Record-Breaking Heatwave Scorches US Southwest, Arizona Projected to See Historic High Temperatures

Record Heatwave Sweeping Across Southwest US

An unprecedented heatwave has taken hold of the southwestern United States, with Arizona facing the prospect of breaking a record for the longest stretch of extreme hot weather ever recorded. The National Weather Service (NWS) has issued heat warnings for over 115 million people in the region.

Phoenix, the capital of Arizona, has endured 14 consecutive days of temperatures exceeding 43 degrees Celsius (110 degrees Fahrenheit) and is predicted to surpass its 18-day record of such extreme heat next Tuesday. Other cities in the area are also expected to surpass 100 degrees Fahrenheit (38 degrees Celsius). The NWS has warned that the heatwave will affect states such as Nevada, Oklahoma, Texas, and California. Some parts of the Southern Plains could experience “oppressive heat” reaching up to 115 degrees Fahrenheit (46 degrees Celsius). Even overnight temperatures are projected to remain “abnormally warm,” offering little respite from the scorching weather.

In response to the dangerous conditions, officials are urging people to exercise caution and limit their time outdoors during the hottest hours of the day. Staying hydrated is crucial, and leaving pets or children in locked vehicles should be strictly avoided. According to the Centers for Disease Control and Prevention (CDC), approximately 700 people die each year in the US due to heat-related causes.

In Las Vegas, Nevada, temperatures are forecasted to reach a high of 117 degrees Fahrenheit (47 degrees Celsius) on Sunday. If this occurs, it would break the city’s all-time hottest temperature on record, set in July 1942 and matched in July 2021. El Paso, Texas, has already experienced triple-digit temperatures for 27 consecutive days, surpassing its previous record of 23 consecutive days set in 1994. The extreme heat is projected to persist.

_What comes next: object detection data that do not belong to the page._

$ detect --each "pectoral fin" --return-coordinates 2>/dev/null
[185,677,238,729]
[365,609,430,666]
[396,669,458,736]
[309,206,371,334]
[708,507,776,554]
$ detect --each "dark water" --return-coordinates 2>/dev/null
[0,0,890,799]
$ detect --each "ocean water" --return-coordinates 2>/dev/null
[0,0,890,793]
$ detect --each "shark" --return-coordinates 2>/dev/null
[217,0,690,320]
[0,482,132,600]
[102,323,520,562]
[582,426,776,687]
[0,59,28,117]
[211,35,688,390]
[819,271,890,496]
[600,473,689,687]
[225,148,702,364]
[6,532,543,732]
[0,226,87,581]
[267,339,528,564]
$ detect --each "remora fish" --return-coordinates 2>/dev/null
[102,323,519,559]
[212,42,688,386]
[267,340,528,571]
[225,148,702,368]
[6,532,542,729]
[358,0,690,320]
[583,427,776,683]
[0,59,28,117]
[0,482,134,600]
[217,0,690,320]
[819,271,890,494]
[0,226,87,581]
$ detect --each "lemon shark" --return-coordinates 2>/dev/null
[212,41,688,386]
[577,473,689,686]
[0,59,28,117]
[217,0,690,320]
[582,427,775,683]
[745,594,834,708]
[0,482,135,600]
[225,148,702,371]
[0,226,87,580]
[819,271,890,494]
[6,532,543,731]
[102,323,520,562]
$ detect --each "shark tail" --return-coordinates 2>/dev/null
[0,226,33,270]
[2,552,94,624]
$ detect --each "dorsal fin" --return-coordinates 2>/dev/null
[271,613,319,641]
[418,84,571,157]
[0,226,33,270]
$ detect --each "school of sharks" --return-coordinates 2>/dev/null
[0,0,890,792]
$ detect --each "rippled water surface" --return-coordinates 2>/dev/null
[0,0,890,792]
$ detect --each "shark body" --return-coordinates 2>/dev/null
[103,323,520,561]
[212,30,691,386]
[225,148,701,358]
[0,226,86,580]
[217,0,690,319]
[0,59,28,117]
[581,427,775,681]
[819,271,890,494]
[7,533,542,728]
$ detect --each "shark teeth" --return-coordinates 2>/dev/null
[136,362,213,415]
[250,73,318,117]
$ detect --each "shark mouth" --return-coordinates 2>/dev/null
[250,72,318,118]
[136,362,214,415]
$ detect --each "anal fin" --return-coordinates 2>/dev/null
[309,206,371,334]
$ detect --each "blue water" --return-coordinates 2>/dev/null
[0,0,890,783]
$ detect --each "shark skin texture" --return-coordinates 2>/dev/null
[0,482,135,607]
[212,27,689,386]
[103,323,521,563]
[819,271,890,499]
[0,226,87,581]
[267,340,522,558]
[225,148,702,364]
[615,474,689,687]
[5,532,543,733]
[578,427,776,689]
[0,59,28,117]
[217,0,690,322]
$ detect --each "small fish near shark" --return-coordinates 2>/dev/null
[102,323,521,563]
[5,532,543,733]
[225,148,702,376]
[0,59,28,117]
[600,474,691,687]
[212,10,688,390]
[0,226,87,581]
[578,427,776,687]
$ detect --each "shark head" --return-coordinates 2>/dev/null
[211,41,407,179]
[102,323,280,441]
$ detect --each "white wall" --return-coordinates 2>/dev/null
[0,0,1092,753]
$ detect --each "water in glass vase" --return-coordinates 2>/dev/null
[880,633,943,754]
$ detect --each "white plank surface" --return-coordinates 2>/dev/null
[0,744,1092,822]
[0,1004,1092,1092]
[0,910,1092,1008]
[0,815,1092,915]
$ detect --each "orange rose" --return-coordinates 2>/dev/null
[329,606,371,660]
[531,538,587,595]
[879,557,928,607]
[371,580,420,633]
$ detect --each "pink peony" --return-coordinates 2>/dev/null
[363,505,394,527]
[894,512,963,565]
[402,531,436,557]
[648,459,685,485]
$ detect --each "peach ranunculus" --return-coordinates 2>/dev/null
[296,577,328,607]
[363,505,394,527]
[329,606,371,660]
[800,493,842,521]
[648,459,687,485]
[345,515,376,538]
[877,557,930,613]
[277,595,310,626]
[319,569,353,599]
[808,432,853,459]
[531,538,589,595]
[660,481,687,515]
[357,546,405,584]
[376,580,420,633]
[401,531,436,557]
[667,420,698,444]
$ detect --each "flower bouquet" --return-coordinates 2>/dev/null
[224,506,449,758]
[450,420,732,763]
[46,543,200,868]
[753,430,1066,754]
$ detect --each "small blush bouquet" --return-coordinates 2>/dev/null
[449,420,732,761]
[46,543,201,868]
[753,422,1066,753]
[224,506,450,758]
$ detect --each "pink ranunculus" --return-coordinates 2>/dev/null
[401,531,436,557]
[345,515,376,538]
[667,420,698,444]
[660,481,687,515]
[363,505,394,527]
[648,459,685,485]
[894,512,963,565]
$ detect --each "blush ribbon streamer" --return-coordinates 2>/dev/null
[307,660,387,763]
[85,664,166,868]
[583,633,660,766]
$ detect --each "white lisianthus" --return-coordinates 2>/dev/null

Efforts are underway to assist those most vulnerable to the heatwave. Cooling shelters have been opened in Phoenix for the homeless, and volunteers are making wellness calls to seniors and individuals living alone. The city has also distributed thousands of water bottles as part of its heat relief program.

The scorching conditions in the US are part of a larger global trend. Similar heatwaves are gripping Europe, with Spain, France, Greece, Croatia, and Turkey all expected to see temperatures exceed 104 degrees Fahrenheit (40 degrees Celsius). In Italy, there have been reports of people, including tourists, collapsing due to the extreme heat, with at least one fatality.

Scientists attribute the rising temperatures to climate change and the recurring weather phenomenon known as El Niño, which causes temperature spikes every three to seven years. The world has already experienced a 1.1-degree Celsius increase since the industrial era began, and temperatures will keep rising unless significant cuts to emissions are made worldwide.